Heatmap of Nutrient components

Now once our data is clean and correlations are handled lets move to next step i.e. ‘The Modelling’.


What is Clustering ?

Cluster is a task of grouping a set of objects in such a way that objects in same group (cluster) are more similar (in some sense) to each other than to those in another groups (cluster). Its a main task of exploratory data mining, and a common technique for statistical data analysis used in many fields, including machine learning, pattern recognition, image analysis, information retrieval, bioinformatics, data compression and computer graphics.

Its an Unsupervised Learning, as we don’t provide any labels to data and we are trying to divide data into subgroups based on features provided.

What is K-means Clustering

K-Means is a centroid based algorithm, or a distance based algorithm, where we calculate distances to assign a point to cluster. In K-Means, each cluster is associated with a centroid. It tries to make intra-cluster datapoints as similar as possible while keeping the cluster as far as possible.

It involves following steps:

We can assess the quality of clustering by adding the variation within each cluster. Since, KMeans clustering can’t see the best clustering, its only option is to keep track of clusters, and their total variance. And do the whole thing over again with different starting points.

Since, KMeans rely heavily on the distance its very important for our features to be scaled with mean around zero and with unit standard deviation. And the best feature scaling technique we can use in this case is Standardisation.

The next question is what should be the value of k ?

For this we will use what is called Elbow curve method. It gives good idea what k value should be based on Sum of Squared distance. We pick k at the spot where SSE starts to flatten out and forming an elbow.

Elbow Curve

we get the above curve. From this we can say that optimal cluster and value of K should be around 4.

Analysis of clustering

We are using Silhouette Analysis to understand the performance of our clustering. This can be performed to determine the degree of separation between clusters. For example:

  • Compute the average distance from all data points in the same cluster (ai).
  • Compute the average distance from all data points in the closest cluster (bi).
  • Compute the coefficient:

The coefficient can take values in the interval [-1, 1].

  • If it is 0 –> the sample is very close to the neighboring clusters.
  • It it is 1 –> the sample is far away from the neighboring clusters.
  • It it is -1 –> the sample is assigned to the wrong clusters.

Therefore, we want the coefficients to be as big as possible and close to 1 to have a good clusters. Lets analyse the silhouette score in our case.

We get result as:

{2: 0.31757107035913174, 3: 0.34337412758235525, 4: 0.3601443169380033, 5: 0.2970926954241235, 6: 0.29883645610373294, 7: 0.3075310165352718, 8: 0.313105441606524, 9: 0.2902622193837789, 10: 0.29641563619062317}

We can clearly see that for k = 4 we have the highest value of silhouette score. Hence 4 as an optimal value of K is a good choice for us.
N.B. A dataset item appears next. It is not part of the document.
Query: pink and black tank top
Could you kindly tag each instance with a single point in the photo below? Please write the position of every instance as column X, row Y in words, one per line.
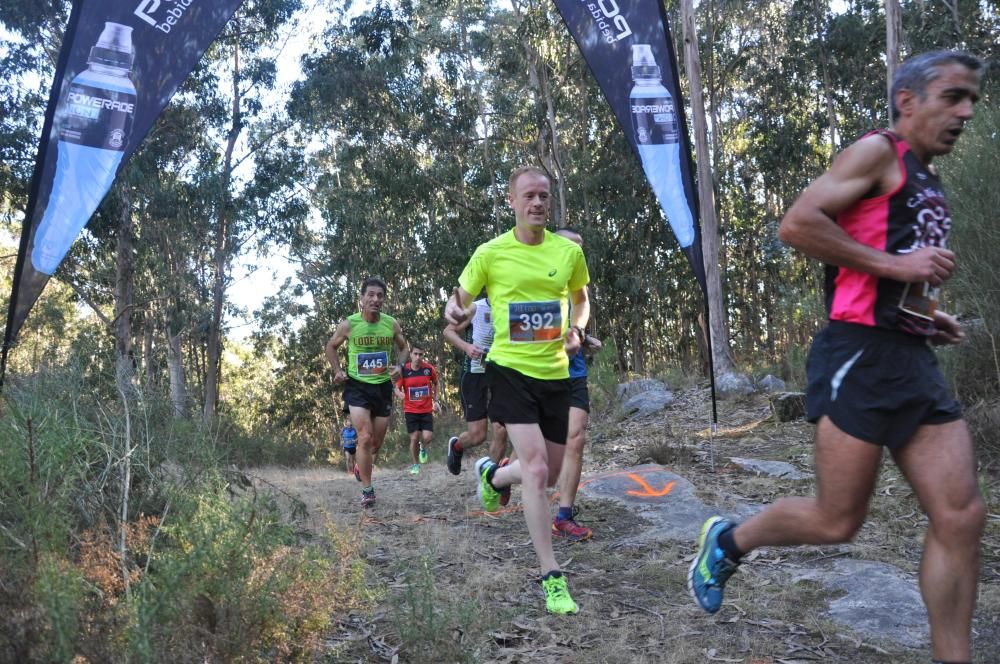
column 913, row 216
Once we have k; we performed K-Means and formulated our cluster.

Next, we have prediction for values. Let’s say, we get nutrition composition for a specific goal. What we do, is scale that data in format that out model accepts and predict the cluster of the corresponding given composition.

y_pred = model.predict([food_item])
label_index = np.where(model.labels_ == y_pred[0])

As we get the label_index we filter out our food from our data and calculate the euclidian distance of each food item for the given composition.

dist = [np.linalg.norm(df[index] — food_item) for index in label_index[0]]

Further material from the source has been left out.